I consider myself to be what is called an “Evangelical” Christian. That word has a lot of nasty connotations these days, thanks to a few select kooks that claim to represent Evangelicals. Logic for the record: some kooks are Evangelicals. Not all Evangelicals are kooks.
In my words, an Evangelical is a Christian that believes in the inerrancy of the Bible, especially in the four gospels, and salvation through Christ’s grace, not works or another entity. Anything more than that, and you’re adding characteristics that don’t apply to all Evangelicals.
With definitions now out of the way, I’d like to share an article that really grabbed my attention today. (And yes, it did grab my attention for having the word “sex” in the title. No laughing!)
Slate.com has a review of Mark Regnerus’ new book, Forbidden Fruit: Sex & Religion in the Lives of American Teenagers. I did not read the book myself, but the review brought up some both disturbing and redeeming facts:
“80 percent [of Evangelical teenagers] think sex should be saved for marriage. But thinking is not the same as doing. Evangelical teens are actually more likely to have lost their virginity than either mainline Protestants or Catholics. They tend to lose their virginity at a slightly younger age—16.3, compared with 16.7 for the other two faiths. And they are much more likely to have had three or more sexual partners by age 17: Regnerus reports that 13.7 percent of evangelicals have, compared with 8.9 percent for mainline Protestants.”
These statistics mean that Evangelicals, the group with the highest expected moral standards, are hooking up more often than people from more permissive denominations.
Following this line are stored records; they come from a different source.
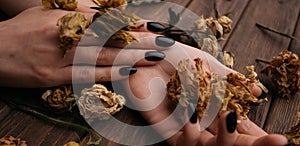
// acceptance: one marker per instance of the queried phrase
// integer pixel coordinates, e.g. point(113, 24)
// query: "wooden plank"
point(247, 40)
point(283, 111)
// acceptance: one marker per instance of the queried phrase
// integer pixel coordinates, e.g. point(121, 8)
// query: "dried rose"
point(72, 143)
point(60, 4)
point(97, 103)
point(189, 85)
point(285, 71)
point(71, 28)
point(294, 133)
point(226, 23)
point(60, 99)
point(12, 141)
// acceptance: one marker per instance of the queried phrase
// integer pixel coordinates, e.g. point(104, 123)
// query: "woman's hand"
point(30, 54)
point(147, 91)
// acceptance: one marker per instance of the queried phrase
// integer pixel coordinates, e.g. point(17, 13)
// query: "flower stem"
point(276, 31)
point(263, 60)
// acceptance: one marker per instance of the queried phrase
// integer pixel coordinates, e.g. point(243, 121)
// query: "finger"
point(250, 128)
point(88, 74)
point(113, 56)
point(272, 139)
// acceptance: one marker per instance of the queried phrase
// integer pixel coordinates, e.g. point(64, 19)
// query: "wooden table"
point(246, 41)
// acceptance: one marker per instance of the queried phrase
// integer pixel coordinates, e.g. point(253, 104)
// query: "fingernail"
point(192, 113)
point(154, 56)
point(164, 41)
point(127, 71)
point(290, 143)
point(155, 27)
point(231, 121)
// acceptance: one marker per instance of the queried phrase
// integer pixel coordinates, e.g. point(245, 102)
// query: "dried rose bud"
point(97, 103)
point(71, 28)
point(294, 133)
point(187, 85)
point(12, 141)
point(285, 71)
point(226, 23)
point(72, 143)
point(215, 27)
point(60, 4)
point(60, 99)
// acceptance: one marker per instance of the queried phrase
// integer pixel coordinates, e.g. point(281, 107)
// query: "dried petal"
point(97, 103)
point(294, 133)
point(60, 99)
point(71, 28)
point(12, 141)
point(285, 71)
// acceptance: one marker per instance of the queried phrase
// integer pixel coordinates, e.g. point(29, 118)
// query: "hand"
point(30, 54)
point(146, 90)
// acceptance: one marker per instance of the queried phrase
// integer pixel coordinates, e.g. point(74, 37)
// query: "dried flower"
point(60, 99)
point(60, 4)
point(12, 141)
point(98, 103)
point(285, 71)
point(72, 143)
point(228, 58)
point(189, 85)
point(294, 133)
point(234, 91)
point(71, 28)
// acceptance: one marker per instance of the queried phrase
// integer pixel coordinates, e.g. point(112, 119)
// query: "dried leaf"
point(60, 99)
point(12, 141)
point(71, 28)
point(285, 71)
point(97, 103)
point(60, 4)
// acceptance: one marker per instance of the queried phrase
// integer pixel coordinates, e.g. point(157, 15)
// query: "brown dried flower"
point(190, 84)
point(71, 28)
point(98, 103)
point(285, 71)
point(294, 133)
point(60, 4)
point(12, 141)
point(234, 91)
point(60, 99)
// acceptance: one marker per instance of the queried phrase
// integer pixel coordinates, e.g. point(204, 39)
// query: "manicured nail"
point(127, 71)
point(154, 56)
point(164, 41)
point(231, 121)
point(155, 27)
point(192, 113)
point(290, 143)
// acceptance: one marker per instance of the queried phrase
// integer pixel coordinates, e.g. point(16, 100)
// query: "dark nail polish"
point(154, 56)
point(127, 71)
point(192, 113)
point(290, 143)
point(155, 27)
point(164, 41)
point(231, 121)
I’m not too surprised, since it follows the law of Three Ways to Get Something Done:
- Do it yourself
- Hire someone to do it for you
- Forbid your teenager from doing it
So it’s not schocking to see a larger percentage of evangelical teens dealing with this specific issue. It just serves as yet another example of the constant struggle between their “flesh” (Worldly passions and desires) and their new selves in Christ (free from the power of sin, existing in God’s grace.)
Much more interesting was a different demographic noted in the review:
“Among the mass of typically promiscuous teenagers in the book, one group stands out: the 16 percent of American teens who describe religion as “extremely important” in their lives… They can spend all evening sitting on the couch holding hands and nothing more. They can date for a year, be alone numerous times in a car or at the movies, and still stick to what’s known in the Christian youth literature as “side hugs,” to avoid excessive touching. Muslims have it easy compared to them.”
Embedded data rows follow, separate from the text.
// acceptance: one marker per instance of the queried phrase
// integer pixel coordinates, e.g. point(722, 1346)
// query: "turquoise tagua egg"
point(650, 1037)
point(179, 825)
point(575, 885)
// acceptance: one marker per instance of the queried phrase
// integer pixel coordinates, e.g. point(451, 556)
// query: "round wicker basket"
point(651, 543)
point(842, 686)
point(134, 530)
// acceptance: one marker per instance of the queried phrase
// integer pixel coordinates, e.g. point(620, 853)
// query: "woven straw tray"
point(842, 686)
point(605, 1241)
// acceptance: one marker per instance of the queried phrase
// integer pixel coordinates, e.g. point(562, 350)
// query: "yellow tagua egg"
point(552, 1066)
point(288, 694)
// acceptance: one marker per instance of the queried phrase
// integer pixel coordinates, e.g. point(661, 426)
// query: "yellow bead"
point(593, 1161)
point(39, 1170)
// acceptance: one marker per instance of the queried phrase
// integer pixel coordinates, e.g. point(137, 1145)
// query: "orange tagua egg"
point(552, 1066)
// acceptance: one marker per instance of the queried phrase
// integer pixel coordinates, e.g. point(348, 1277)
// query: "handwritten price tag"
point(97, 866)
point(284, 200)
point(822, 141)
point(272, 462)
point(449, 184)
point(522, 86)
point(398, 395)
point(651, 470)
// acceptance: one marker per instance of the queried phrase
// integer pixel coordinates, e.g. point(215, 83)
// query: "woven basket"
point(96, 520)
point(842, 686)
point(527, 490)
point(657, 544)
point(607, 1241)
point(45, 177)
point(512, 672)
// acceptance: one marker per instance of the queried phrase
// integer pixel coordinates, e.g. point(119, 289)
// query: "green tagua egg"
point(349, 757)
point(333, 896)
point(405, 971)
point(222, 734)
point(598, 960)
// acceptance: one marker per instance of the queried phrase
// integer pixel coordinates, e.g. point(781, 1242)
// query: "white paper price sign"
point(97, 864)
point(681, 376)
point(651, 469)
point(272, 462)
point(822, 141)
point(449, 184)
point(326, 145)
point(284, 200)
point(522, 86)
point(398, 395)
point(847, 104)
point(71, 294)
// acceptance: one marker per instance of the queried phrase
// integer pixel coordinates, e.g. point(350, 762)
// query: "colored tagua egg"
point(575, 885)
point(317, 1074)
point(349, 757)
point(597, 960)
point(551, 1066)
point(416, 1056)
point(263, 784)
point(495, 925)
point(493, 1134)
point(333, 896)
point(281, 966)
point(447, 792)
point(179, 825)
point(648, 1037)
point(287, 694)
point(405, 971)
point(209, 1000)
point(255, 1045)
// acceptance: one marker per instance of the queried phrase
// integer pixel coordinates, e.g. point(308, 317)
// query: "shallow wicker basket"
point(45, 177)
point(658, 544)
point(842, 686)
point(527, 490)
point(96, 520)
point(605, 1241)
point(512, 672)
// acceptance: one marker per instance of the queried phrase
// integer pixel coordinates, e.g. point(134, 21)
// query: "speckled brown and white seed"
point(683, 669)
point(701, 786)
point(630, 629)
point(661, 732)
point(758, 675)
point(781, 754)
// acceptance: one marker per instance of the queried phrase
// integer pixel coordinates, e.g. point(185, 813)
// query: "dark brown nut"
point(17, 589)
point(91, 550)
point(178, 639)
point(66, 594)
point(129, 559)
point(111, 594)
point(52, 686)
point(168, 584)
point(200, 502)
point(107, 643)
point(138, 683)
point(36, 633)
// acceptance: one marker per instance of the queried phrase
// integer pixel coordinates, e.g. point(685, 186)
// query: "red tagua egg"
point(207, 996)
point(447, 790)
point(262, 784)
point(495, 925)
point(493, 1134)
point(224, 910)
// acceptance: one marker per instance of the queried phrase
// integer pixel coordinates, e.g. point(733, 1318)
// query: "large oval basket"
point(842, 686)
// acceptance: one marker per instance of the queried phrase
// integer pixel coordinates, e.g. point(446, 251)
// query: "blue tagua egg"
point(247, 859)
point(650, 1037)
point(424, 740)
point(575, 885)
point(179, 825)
I know a lot of these people. Although it sounds otherwise, most are not the prudish, socially awkward kids that first come to mind from reading such a description. They’re great guys and girls, and you couldn’t single them out in a social gathering. They just happen to know where the line is drawn, and they stand firm in their resolve not to cross it.
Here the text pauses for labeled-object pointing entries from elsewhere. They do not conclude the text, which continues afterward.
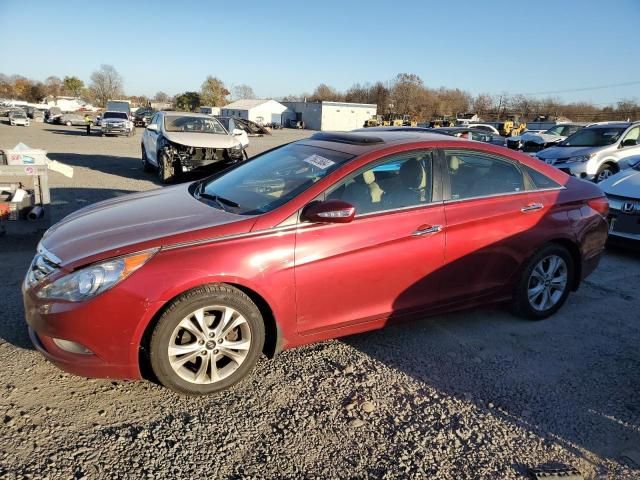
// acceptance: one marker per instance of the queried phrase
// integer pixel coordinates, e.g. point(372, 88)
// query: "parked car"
point(471, 133)
point(534, 141)
point(230, 126)
point(593, 152)
point(18, 117)
point(176, 142)
point(623, 192)
point(116, 123)
point(70, 119)
point(194, 282)
point(143, 116)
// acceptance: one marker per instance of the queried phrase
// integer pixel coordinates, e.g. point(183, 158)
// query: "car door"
point(491, 215)
point(380, 264)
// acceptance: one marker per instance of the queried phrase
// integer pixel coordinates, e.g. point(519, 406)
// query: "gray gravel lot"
point(478, 394)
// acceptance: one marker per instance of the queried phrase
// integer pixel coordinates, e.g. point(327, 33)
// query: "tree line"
point(405, 94)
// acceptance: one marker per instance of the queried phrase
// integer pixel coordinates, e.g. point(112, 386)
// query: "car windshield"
point(187, 123)
point(270, 179)
point(121, 115)
point(594, 137)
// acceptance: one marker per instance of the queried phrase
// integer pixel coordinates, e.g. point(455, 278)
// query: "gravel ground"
point(478, 394)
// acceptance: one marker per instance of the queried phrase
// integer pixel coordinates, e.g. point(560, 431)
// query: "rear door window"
point(474, 174)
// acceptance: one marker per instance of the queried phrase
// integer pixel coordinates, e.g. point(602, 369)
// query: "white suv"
point(593, 153)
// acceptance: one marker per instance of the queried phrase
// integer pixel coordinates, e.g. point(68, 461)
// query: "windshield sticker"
point(318, 161)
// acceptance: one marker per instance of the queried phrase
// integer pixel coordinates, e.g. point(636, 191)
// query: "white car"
point(177, 142)
point(535, 141)
point(623, 192)
point(18, 118)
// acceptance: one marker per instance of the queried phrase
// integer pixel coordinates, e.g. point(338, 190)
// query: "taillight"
point(600, 205)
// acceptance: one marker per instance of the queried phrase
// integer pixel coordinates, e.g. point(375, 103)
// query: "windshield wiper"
point(220, 201)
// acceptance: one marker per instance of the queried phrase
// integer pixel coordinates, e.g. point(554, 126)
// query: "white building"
point(334, 116)
point(259, 111)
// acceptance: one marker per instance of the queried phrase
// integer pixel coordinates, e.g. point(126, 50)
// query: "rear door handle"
point(426, 229)
point(532, 207)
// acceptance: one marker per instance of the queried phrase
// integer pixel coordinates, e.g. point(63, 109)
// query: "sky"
point(289, 47)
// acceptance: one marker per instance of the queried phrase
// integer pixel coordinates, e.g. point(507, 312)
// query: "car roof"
point(360, 141)
point(186, 114)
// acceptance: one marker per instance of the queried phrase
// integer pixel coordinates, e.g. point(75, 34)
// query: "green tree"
point(72, 86)
point(213, 93)
point(188, 101)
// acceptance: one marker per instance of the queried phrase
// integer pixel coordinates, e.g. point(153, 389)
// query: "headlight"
point(94, 279)
point(582, 158)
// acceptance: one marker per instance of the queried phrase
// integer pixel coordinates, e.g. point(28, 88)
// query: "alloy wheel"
point(209, 344)
point(547, 282)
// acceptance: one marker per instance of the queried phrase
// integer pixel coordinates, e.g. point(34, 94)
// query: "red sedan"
point(325, 237)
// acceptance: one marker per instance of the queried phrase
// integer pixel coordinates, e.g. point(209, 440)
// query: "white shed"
point(334, 116)
point(259, 111)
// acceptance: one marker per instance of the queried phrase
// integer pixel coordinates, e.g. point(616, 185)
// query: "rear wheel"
point(544, 284)
point(207, 340)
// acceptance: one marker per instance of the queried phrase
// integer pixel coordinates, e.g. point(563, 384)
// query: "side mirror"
point(329, 211)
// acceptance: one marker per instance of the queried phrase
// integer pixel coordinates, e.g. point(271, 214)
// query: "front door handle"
point(426, 229)
point(532, 207)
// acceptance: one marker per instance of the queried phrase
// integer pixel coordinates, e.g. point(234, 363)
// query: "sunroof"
point(351, 138)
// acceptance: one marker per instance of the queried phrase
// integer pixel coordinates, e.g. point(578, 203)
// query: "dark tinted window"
point(540, 180)
point(400, 181)
point(474, 174)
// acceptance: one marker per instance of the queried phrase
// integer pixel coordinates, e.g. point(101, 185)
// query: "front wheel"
point(207, 340)
point(544, 284)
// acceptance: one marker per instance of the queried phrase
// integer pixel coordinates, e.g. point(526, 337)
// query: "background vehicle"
point(593, 152)
point(197, 280)
point(18, 117)
point(623, 193)
point(174, 143)
point(230, 126)
point(116, 123)
point(534, 142)
point(70, 119)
Now that I think about it, you almost never hear about those types. Society as a whole recognizes the hypocritical bible-thumper who doesn’t practice what they preach, and the pariah who sacrifices their entire social life in order to follow strict rules. But I find that the world overlooks the Christian brothers and sisters I most admire, the ones who make deep, meaningful connections with God, and as a result develop amazing willpower and self-restraint in all areas. In my eyes, these people are the brightest beacons of God’s glory, and yet they are recognized the least by others.